The modern issue of dealing with "machinations in a distant court" is the exact problem here. Humans have lived with tribes and been comfortable dealing with powerful people in their direct, personal experience for almost all of our history after language, probably even before. Dealing with your life being ruined because of an indistinct rule created by a bureaucrat you've never met and will never meet is much more emotionally difficult than having your life ruined by Steve down the street.

I'm of the opinion that this alienation is why so many modern movements are focused around spite and anger, such as the Alt Right or whatever name they go by now. Our current way of living in the Western world forces us to constantly repress anger, and there's no good outlet for that anger because we don't personally see the people screwing us over.

Edmond Dantes was in deep despair while imprisoned in Chateau D'If for an unspecified crime on the accusation of an unknown person.
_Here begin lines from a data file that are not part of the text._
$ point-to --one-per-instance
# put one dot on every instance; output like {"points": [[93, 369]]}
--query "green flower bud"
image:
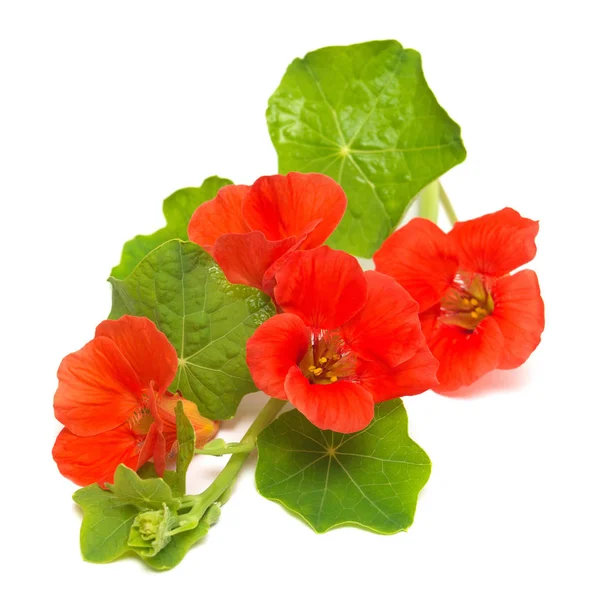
{"points": [[150, 529]]}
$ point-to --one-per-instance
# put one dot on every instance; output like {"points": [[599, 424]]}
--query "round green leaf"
{"points": [[178, 209], [207, 319], [365, 116], [370, 479]]}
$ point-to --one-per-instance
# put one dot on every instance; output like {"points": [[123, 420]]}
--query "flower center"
{"points": [[328, 359], [467, 302]]}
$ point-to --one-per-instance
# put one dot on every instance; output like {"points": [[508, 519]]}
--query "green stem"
{"points": [[429, 201], [448, 208], [238, 448], [227, 476]]}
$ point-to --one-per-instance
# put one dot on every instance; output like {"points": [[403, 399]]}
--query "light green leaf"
{"points": [[365, 116], [143, 493], [172, 554], [219, 447], [178, 209], [186, 445], [106, 524], [149, 532], [207, 319], [370, 479]]}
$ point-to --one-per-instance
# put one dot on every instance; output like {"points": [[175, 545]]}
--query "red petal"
{"points": [[419, 257], [154, 447], [415, 376], [245, 257], [93, 459], [147, 349], [342, 406], [205, 428], [495, 244], [275, 347], [465, 356], [222, 215], [428, 321], [98, 389], [283, 206], [324, 287], [387, 328], [519, 311]]}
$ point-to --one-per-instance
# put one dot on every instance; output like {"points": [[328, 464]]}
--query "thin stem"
{"points": [[227, 476], [429, 201], [448, 208], [238, 448]]}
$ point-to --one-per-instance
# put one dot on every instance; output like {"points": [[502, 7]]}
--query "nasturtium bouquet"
{"points": [[257, 287]]}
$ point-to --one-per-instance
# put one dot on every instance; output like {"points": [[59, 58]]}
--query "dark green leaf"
{"points": [[365, 116], [172, 554], [207, 319], [186, 445], [371, 478], [106, 524], [143, 493], [178, 209]]}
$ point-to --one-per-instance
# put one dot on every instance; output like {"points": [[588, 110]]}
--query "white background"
{"points": [[108, 107]]}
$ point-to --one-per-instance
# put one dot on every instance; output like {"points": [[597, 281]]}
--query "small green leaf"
{"points": [[148, 471], [178, 209], [207, 319], [106, 524], [365, 116], [370, 479], [219, 447], [186, 444], [143, 493], [150, 531], [172, 554]]}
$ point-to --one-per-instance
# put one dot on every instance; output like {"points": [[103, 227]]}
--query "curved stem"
{"points": [[227, 476], [429, 201], [448, 208]]}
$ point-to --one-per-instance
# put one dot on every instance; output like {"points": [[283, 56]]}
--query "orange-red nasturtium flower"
{"points": [[251, 230], [346, 339], [112, 399], [475, 315]]}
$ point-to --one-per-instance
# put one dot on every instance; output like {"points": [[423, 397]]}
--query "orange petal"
{"points": [[98, 389], [205, 428], [494, 244], [291, 205], [222, 215], [148, 350], [519, 311], [93, 459]]}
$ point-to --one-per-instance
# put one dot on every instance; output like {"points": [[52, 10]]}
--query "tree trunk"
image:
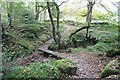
{"points": [[89, 15], [36, 10], [52, 22], [58, 31], [10, 14]]}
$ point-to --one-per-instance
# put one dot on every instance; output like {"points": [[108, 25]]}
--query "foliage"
{"points": [[113, 52], [63, 63], [109, 71], [35, 70]]}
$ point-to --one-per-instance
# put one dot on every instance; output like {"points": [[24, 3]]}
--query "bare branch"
{"points": [[114, 4], [42, 9], [105, 8]]}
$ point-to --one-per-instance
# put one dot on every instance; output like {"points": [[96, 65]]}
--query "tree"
{"points": [[89, 14], [39, 8], [52, 22], [10, 13], [56, 35]]}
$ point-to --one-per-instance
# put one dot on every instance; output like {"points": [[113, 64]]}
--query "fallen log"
{"points": [[85, 27]]}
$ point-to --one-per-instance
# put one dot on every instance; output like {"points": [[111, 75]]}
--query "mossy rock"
{"points": [[66, 66], [107, 71], [53, 47], [113, 53]]}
Only when he finally deduced what his "crime" had been and who was responsible for his wrongful imprisonment did he regain his will to act.

I think this is an accurate reflection of how many people internally experience oppression by a specific person with intelligible motives versus oppression by an impersonal, alien force to which they are merely unnoticed collateral damage.
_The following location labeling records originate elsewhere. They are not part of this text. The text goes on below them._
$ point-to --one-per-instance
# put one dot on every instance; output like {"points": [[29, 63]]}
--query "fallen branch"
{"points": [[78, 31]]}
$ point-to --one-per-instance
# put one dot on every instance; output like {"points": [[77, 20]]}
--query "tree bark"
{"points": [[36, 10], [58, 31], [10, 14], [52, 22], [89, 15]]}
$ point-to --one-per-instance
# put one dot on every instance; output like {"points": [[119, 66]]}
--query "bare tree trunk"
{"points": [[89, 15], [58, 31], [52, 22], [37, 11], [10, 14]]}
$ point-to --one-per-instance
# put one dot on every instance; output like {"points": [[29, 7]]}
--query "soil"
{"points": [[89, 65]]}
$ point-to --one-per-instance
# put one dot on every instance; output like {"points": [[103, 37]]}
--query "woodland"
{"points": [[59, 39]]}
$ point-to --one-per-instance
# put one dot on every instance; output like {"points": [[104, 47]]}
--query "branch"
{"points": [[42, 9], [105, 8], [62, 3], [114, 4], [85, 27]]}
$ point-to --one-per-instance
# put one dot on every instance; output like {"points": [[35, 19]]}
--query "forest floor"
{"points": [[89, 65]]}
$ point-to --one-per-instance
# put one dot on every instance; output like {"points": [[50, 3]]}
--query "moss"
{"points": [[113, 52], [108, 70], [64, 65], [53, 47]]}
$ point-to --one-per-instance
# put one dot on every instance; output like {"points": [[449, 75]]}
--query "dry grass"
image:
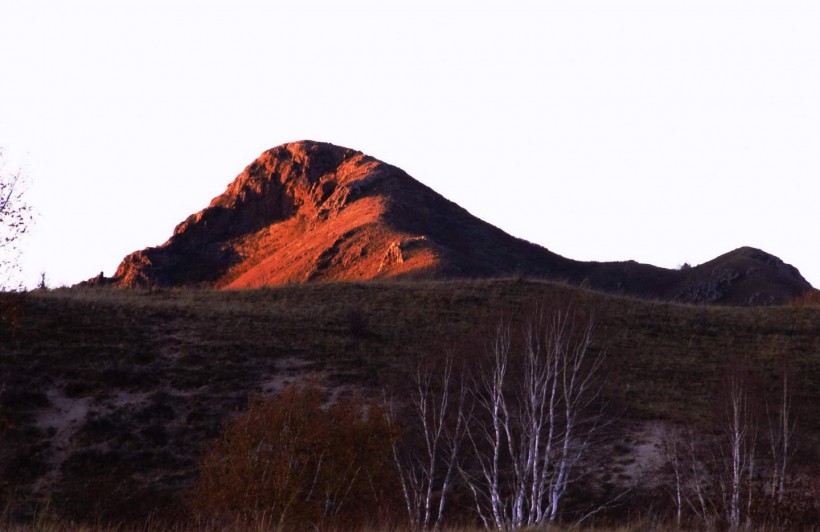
{"points": [[153, 374]]}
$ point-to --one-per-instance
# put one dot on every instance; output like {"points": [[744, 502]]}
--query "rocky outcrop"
{"points": [[310, 211]]}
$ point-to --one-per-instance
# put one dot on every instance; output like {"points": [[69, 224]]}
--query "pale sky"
{"points": [[660, 131]]}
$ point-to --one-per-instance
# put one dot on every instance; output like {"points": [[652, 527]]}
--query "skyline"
{"points": [[662, 132]]}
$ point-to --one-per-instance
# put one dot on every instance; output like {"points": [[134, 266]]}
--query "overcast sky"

"Why is my rent going up this month? Isn't there anything you can do?" "Nope, sorry, the computer system says your rent goes up $125 this year. Corporate sets the rules, there's nothing I can do."

Indeed, “He who has a why to live for can bear almost any how.” Without a "why," the "how" is often unbearable.
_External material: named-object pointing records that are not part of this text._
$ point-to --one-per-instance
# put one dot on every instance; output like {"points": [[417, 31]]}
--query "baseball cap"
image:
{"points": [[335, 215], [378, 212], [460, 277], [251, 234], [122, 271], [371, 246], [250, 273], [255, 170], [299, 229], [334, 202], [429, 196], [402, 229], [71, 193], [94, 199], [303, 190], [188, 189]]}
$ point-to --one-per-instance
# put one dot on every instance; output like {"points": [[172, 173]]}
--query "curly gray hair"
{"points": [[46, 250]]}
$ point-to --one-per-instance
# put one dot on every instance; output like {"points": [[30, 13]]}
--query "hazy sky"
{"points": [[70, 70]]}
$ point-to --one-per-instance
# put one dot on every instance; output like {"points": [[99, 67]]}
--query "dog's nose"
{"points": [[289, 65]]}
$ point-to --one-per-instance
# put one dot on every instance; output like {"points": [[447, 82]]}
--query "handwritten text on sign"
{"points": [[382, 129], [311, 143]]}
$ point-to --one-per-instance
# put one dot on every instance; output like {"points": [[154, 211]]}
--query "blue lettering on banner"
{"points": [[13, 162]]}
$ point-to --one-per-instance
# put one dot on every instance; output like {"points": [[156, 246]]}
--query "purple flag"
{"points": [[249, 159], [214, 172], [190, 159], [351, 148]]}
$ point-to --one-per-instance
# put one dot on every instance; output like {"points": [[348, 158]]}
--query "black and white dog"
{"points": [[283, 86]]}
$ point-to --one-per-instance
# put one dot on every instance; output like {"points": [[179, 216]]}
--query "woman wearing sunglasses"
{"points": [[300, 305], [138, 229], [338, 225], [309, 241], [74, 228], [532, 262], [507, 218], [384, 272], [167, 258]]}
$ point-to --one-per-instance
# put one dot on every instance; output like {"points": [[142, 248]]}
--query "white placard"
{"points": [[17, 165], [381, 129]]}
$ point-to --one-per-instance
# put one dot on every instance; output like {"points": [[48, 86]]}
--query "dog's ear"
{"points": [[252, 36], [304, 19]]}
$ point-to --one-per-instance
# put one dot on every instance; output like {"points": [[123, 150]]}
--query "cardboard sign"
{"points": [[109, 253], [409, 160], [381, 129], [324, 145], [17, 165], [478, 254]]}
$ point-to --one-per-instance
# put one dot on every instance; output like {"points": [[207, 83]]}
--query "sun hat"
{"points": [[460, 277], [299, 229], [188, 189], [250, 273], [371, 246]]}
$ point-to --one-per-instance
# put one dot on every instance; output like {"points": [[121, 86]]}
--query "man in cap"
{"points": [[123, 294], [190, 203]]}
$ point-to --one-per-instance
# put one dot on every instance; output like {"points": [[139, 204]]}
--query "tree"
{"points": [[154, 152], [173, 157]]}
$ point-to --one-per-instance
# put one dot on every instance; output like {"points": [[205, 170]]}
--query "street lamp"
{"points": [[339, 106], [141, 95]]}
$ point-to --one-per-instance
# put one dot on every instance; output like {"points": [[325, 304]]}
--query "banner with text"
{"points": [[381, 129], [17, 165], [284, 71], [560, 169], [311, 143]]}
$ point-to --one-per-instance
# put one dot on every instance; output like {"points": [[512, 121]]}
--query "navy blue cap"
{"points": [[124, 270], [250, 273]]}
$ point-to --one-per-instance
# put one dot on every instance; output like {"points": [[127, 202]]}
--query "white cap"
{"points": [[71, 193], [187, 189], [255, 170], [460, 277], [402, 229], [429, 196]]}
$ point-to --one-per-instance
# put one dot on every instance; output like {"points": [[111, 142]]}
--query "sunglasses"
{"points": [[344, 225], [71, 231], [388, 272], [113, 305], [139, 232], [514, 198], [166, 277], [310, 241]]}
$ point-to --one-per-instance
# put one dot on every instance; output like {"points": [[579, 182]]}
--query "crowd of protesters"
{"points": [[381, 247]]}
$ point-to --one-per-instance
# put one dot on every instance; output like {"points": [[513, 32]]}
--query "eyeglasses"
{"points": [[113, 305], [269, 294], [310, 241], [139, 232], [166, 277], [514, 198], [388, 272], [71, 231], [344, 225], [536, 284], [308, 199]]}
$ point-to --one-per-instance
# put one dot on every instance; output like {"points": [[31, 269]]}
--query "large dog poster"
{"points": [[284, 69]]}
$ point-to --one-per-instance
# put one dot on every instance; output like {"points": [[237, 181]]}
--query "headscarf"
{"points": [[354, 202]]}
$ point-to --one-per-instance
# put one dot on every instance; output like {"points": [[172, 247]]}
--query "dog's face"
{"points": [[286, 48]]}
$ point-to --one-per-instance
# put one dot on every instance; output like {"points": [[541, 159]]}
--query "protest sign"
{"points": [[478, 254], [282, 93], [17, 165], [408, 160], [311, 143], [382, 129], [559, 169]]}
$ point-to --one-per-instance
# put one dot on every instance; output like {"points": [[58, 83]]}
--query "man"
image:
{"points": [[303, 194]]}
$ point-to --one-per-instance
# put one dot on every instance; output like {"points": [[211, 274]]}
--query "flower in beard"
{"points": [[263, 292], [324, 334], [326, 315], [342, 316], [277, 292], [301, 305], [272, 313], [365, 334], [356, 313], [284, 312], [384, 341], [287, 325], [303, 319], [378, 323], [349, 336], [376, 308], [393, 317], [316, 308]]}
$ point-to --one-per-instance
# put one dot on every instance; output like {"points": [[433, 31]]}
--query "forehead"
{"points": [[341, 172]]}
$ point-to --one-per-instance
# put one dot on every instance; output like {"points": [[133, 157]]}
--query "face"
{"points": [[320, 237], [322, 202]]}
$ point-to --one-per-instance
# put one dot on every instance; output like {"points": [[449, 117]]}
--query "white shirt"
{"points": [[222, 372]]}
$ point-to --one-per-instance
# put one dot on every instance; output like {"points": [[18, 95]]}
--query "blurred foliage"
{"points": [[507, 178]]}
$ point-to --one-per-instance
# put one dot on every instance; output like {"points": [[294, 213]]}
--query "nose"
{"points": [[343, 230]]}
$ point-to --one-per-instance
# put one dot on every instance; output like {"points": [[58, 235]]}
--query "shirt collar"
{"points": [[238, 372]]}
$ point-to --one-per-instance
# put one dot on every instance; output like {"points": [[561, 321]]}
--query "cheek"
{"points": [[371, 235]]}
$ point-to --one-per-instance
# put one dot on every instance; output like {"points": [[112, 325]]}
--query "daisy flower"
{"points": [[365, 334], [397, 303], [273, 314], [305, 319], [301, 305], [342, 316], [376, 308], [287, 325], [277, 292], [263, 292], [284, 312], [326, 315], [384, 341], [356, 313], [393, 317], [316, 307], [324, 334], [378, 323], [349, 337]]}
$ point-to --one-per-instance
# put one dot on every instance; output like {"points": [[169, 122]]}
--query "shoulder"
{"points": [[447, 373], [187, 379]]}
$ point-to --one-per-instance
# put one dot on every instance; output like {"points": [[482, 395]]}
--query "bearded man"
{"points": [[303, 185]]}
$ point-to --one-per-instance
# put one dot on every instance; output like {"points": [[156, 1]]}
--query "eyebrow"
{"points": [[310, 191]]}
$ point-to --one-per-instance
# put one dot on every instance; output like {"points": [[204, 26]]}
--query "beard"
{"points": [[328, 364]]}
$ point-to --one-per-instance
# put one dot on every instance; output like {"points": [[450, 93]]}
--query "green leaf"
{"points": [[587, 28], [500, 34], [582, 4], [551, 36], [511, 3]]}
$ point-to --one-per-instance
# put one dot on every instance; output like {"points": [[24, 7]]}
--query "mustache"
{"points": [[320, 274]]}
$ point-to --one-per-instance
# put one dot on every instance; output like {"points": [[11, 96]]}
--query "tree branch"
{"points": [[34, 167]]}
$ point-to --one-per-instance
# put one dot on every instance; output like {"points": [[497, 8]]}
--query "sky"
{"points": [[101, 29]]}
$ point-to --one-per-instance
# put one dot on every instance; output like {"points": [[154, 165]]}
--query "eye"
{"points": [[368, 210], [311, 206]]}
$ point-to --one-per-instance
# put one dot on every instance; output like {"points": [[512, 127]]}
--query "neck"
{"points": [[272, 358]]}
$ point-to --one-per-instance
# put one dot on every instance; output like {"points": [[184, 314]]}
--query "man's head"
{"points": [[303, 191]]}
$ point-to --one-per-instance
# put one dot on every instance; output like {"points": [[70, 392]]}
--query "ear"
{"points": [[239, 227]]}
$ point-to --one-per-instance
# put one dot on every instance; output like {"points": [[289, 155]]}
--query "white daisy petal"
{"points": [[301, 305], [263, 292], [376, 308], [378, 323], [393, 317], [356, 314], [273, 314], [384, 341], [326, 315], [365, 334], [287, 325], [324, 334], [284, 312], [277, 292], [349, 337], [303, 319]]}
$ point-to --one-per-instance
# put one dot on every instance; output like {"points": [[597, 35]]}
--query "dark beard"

That presents different problems. The tyranny of the ten most powerful people in your village might be genuinely and significantly worse than the tyranny of the central government, which doesn’t care about anyone in the village specifically but might care about upholding broad rules that protect you from those ten people. Often local politics is far more aggressive, far more bitter, even far more violent than national politics.

That's kind of orthogonal to the argument, no? Your point is about the objective conditions of the system, whereas the argument was about the subjective ease the people in the systems have dealing with the systems.

At least the person in the village could be ousted if not appealed to. Modern decisions are made in such a way that most decision makers have never been to the places affected nor bothered to meet, much less talk to, those people who would have to live with the decision. To the modern tyrants you aren’t a person, you’re a number in a spreadsheet. Your town, your street, your school? It’s a couple of charts. You are data you aren’t an autonomous agent, you’re a statistical model.

Dealing with your life being ruined because of an indistinct rule created by a bureaucrat you've never met and will never meet is much more emotionally difficult than having your life ruined by Steve down the street.

I disagree, or at least I would warn against generalizing on this point

When I say emotionally difficult I don't mean it's always better, I just mean in terms of having an outlet for your anger or being able to process the emotion it's easier. You're mad at Steve - you can imagine punching him in the face.

So many folks nowadays are angry, depressed, manic-depressive, anxious, etc etc etc because they have a massive amount of repressed emotions and don't know how to cope or process them.